6. Léonard de Vinci n'a peut-être jamais considéré cette œuvre comme achevée
Il aurait gardé ce tableau avec lui jusqu’à la fin de sa vie. Il a continué à y travailler et a refusé de le remettre au client qui le lui avait commandé. Pour Léonard, il semble qu’il s’agissait moins d’une commande que d’une exploration permanente des possibilités offertes par la peinture.
7. Les mains comptent parmi les éléments les plus attentivement observés dans tout portrait
Si le visage retient toute l’attention, les mains n’en sont pas moins extraordinaires. Peintes avec une maîtrise anatomique issue des années de dissection de Léonard, elles dégagent une présence et une chaleur qui leur confèrent un aspect véritablement vivant. Leur posture au repos est détendue et naturelle, ce qui était rare dans l’art du portrait formel de l’époque.
8. Il résiste à un examen extrêmement minutieux
Plus on en sait sur la peinture de la Renaissance, plus la Joconde devient fascinante. Les historiens de l’art continuent de débattre de l’identité du modèle, des glacis, et de la présence éventuelle d’une version antérieure sous la peinture. Son sens ne s’épuise pas rapidement, et cette pérennité est rare.
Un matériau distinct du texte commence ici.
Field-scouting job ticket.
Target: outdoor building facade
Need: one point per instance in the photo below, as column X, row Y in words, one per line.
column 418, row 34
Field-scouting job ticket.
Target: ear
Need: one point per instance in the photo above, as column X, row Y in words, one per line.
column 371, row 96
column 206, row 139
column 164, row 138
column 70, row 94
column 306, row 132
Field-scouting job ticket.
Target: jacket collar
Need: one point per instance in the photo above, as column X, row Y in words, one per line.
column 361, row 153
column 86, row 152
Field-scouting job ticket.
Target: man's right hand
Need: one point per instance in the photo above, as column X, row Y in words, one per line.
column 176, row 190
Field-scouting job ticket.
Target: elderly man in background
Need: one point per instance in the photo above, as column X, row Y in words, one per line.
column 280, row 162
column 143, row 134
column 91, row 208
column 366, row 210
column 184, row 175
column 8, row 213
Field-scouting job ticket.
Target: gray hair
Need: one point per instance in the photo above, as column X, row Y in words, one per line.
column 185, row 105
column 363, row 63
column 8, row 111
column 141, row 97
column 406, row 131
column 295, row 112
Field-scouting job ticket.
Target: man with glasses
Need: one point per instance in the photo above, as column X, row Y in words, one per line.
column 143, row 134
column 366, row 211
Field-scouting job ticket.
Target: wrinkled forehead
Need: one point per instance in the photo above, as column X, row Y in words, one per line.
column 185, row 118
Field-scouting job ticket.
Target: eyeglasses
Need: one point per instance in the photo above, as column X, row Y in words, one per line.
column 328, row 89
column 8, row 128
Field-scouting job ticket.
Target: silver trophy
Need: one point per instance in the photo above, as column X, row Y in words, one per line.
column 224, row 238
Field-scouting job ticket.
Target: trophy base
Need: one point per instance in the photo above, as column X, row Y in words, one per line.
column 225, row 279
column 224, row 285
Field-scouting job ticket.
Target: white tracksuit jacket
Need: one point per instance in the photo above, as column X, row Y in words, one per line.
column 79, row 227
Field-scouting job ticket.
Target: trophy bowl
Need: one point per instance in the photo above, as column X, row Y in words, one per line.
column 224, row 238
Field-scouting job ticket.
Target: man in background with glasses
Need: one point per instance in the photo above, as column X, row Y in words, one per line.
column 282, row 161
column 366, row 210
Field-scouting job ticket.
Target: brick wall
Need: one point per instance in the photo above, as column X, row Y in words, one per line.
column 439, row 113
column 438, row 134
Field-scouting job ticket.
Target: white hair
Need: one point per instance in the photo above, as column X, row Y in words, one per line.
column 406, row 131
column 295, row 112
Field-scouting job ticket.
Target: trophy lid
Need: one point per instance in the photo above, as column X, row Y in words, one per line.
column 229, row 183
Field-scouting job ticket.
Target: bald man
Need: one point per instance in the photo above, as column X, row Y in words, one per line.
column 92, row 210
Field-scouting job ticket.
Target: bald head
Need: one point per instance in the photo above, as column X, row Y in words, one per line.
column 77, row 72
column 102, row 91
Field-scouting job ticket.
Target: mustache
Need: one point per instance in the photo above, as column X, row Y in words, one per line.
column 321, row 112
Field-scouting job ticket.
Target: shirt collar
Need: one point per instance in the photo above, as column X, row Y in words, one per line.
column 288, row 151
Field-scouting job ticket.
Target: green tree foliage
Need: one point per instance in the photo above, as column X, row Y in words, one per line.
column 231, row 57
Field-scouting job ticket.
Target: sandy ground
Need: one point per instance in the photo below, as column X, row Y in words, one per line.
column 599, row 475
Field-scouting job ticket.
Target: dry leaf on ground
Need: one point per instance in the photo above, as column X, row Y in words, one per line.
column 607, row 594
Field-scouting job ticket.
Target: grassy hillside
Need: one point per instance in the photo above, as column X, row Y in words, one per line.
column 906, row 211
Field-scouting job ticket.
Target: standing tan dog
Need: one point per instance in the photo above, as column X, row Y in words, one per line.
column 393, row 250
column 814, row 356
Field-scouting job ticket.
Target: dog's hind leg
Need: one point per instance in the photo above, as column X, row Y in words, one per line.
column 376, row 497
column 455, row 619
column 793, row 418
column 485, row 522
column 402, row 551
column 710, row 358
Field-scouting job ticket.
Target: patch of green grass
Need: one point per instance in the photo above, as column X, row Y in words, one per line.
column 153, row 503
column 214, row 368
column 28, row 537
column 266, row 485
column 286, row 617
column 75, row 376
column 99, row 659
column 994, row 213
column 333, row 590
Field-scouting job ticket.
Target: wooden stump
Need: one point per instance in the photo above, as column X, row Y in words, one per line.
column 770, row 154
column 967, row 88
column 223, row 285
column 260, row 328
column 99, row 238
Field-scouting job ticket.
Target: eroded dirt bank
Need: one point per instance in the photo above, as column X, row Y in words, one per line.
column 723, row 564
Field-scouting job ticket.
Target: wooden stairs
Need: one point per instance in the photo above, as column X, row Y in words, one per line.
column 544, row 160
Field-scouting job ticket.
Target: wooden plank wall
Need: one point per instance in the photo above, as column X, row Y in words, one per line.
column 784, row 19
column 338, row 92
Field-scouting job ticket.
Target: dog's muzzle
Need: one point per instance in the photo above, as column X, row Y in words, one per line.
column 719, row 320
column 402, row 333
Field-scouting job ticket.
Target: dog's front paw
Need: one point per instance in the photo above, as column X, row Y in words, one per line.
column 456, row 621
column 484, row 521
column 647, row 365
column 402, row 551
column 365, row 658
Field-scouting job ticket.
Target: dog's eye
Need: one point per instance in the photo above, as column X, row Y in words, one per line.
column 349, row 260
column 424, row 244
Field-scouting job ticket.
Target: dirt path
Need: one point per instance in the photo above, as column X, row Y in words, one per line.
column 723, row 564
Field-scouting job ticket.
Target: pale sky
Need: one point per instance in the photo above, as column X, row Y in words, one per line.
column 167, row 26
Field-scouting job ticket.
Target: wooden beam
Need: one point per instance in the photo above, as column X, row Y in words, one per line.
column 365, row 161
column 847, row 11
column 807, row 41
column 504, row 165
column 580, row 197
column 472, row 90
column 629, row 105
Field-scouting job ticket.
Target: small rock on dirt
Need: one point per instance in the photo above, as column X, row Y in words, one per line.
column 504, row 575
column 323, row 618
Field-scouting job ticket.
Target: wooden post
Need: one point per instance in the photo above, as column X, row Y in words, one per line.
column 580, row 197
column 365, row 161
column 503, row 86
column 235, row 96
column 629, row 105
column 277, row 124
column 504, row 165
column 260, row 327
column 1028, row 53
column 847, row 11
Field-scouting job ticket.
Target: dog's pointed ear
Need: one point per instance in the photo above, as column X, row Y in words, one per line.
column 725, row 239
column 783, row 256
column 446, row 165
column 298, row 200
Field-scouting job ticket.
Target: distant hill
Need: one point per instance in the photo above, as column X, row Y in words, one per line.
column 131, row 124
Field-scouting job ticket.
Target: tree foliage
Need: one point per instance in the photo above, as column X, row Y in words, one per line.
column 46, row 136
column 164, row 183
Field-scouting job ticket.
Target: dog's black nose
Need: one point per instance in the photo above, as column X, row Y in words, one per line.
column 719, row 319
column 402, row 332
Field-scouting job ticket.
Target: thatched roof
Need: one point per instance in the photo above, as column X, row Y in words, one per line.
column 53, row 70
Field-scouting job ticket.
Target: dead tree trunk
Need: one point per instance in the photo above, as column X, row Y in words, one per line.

9. La source lumineuse est délibérément ambiguë
La lumière ne provient pas d’une seule et même direction. Léonard l’a manipulée pour donner à la figure une présence plus sculpturale. On ne s’en rend pas compte consciemment, mais c’est en partie ce qui fait qu’elle apparaît comme une personne réelle plutôt que comme une image plate. Ce choix est imperceptible, et c’est justement là tout l’intérêt.
10. Cela a bouleversé la conception même de la peinture
Avant Léonard de Vinci, les portraits avaient un caractère essentiellement documentaire : voici telle personne, voici son statut. La Joconde a suggéré qu’un portrait pouvait évoquer l’intériorité, l’expérience de regarder une autre personne sans la connaître pleinement. Cette idée s’est répandue dans l’art occidental et n’a jamais vraiment cessé de le faire.